Will Contest

A Georgia will contest lawyer can be the person who can advise you about your rights if you believe that a will is invalid after it has been admitted to probate. Furthermore, a will contest lawyer in Georgia can walk you through the process if you are a beneficiary to the current version of the will as submitted through probate and believe that a contest is only going to slow down the estate administration. Parties on both sides of a Georgia will contest should educate themselves by retaining an experienced and knowledgeable attorney so that they understand the role that they play.

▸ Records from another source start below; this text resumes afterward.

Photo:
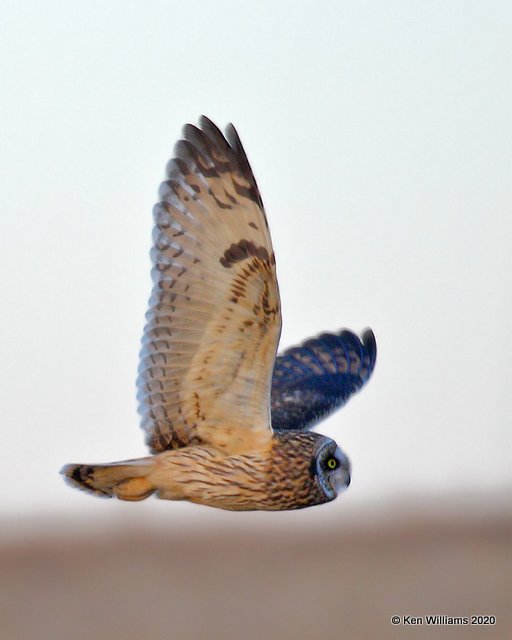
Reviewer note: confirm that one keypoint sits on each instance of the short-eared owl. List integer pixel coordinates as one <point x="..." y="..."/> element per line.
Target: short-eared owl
<point x="226" y="421"/>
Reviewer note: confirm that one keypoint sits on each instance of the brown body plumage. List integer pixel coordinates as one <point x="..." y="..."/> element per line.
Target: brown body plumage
<point x="209" y="348"/>
<point x="284" y="477"/>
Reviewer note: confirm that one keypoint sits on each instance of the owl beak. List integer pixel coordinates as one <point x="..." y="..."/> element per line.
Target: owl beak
<point x="342" y="477"/>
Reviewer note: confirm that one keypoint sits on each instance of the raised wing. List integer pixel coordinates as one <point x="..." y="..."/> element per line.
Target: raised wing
<point x="214" y="316"/>
<point x="319" y="376"/>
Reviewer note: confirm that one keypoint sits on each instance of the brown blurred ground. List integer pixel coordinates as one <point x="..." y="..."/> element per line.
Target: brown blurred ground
<point x="259" y="584"/>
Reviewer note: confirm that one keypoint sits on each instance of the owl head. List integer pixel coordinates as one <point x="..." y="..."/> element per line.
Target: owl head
<point x="331" y="468"/>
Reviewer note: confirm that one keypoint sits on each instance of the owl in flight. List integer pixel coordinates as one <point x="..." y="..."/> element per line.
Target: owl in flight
<point x="226" y="420"/>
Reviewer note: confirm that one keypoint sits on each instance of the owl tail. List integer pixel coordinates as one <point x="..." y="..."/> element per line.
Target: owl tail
<point x="128" y="480"/>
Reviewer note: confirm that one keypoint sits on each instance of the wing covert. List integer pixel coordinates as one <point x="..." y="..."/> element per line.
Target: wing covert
<point x="214" y="315"/>
<point x="318" y="377"/>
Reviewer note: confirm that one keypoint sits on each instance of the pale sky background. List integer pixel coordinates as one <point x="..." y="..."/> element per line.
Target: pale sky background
<point x="380" y="136"/>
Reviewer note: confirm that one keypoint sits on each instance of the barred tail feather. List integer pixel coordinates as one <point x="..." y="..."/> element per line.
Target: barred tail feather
<point x="127" y="480"/>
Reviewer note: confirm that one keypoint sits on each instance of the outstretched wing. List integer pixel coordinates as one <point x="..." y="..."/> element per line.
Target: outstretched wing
<point x="319" y="376"/>
<point x="214" y="316"/>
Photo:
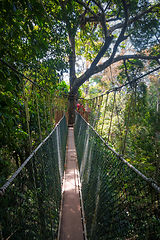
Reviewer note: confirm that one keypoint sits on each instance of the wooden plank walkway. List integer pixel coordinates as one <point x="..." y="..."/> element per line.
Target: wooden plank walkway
<point x="71" y="223"/>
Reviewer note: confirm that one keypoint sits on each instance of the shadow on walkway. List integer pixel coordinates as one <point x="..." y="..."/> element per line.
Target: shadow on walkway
<point x="71" y="223"/>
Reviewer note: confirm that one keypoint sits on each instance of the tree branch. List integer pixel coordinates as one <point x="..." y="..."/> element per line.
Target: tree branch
<point x="79" y="81"/>
<point x="137" y="17"/>
<point x="87" y="8"/>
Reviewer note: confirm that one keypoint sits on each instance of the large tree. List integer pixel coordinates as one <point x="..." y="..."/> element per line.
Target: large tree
<point x="97" y="28"/>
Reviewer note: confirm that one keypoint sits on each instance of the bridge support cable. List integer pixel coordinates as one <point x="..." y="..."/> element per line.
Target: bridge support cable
<point x="30" y="200"/>
<point x="119" y="201"/>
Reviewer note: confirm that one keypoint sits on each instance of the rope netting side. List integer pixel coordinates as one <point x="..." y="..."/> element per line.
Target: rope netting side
<point x="30" y="200"/>
<point x="119" y="201"/>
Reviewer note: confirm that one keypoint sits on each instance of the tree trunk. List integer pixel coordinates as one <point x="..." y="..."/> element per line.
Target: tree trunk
<point x="72" y="97"/>
<point x="71" y="109"/>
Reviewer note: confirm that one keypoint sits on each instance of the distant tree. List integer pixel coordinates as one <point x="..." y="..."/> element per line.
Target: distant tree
<point x="99" y="28"/>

Reasons a Will Can Be Challenged in Georgia

The discovery that assets will not be passing to beneficiaries who expected it can be an unwelcome one but this does not always mean that it is illegal. The most common probate disputes associated with validity of a will have to do with allegations of a lack of capacity, improper execution, fraud, undue influence, or the existence of a will that was executed after the one that has been submitted to probate. In Georgia, the provision regarding executing a valid will are found in GA Code § 53-4-20.

The litigation of matters associated with challenging the validity of a will can become very complex and can make things difficult for family members who are now unable to come to terms with the fact that they are on different pages about how the will should be interpreted. You need the services of an experienced will contest attorney in Georgia to support you and prepare you for each stage of the case no matter what it looks like.

Fraud. A will can be subject to being updated in an illegal and fraudulent manner. This can include pages being removed, altered, switched or reinserted. In other cases an entire will could be forged with the testator’s signature or a notary public signature. Any of these circumstances can lead to challenging the validity of a will. At the time that a will is executed, the creator should be fully informed of information, circumstances and facts associated with the matters inside their will. If they signed based on lack of information or misinformation, this could become the basis of a will validity claim over fraud.

Lack of Testamentary Capacity. In order to create a will, the person must be over age 18 and have the mental capacity to understand what they are doing. Someone who has advanced mental illness, dementia, drug related impairments or Alzheimer’s may not eb of sound mind at the time of execution. This means that the entire document can be challenged by an interested party.

Undue Influence. Perhaps some of the most devastating probate dispute cases have to do with when the family learns that a recent friend, romantic partner or caregiver has been given a substantial portion of the estate which deviates from a previous will. This raises questions about whether or not this other person took advantage of the testator and coerced them into executing a will that gives them control or rights. The will’s validity is subject to being contested in these cases.

Breach of Fiduciary Duty. Other types of probate disputes can relate to the role played by an administrator and an executor or a personal representative. These parties have a legal obligation to act in the best interests of the heirs. Fiduciaries cannot administer the estate without their own self-interest in mind but a breach of fiduciary duty claim can emerge if beneficiaries realize that this has happened.

In all of these cases it benefits you to have the support of an attorney who has worked through cases like this before and will advise you about your rights and keep you up to date as the cases proceed through the courts. No one should have to go through this situation alone and the complex issues at hand leave too much room for error. Educate yourself and equip yourself with the necessary protections.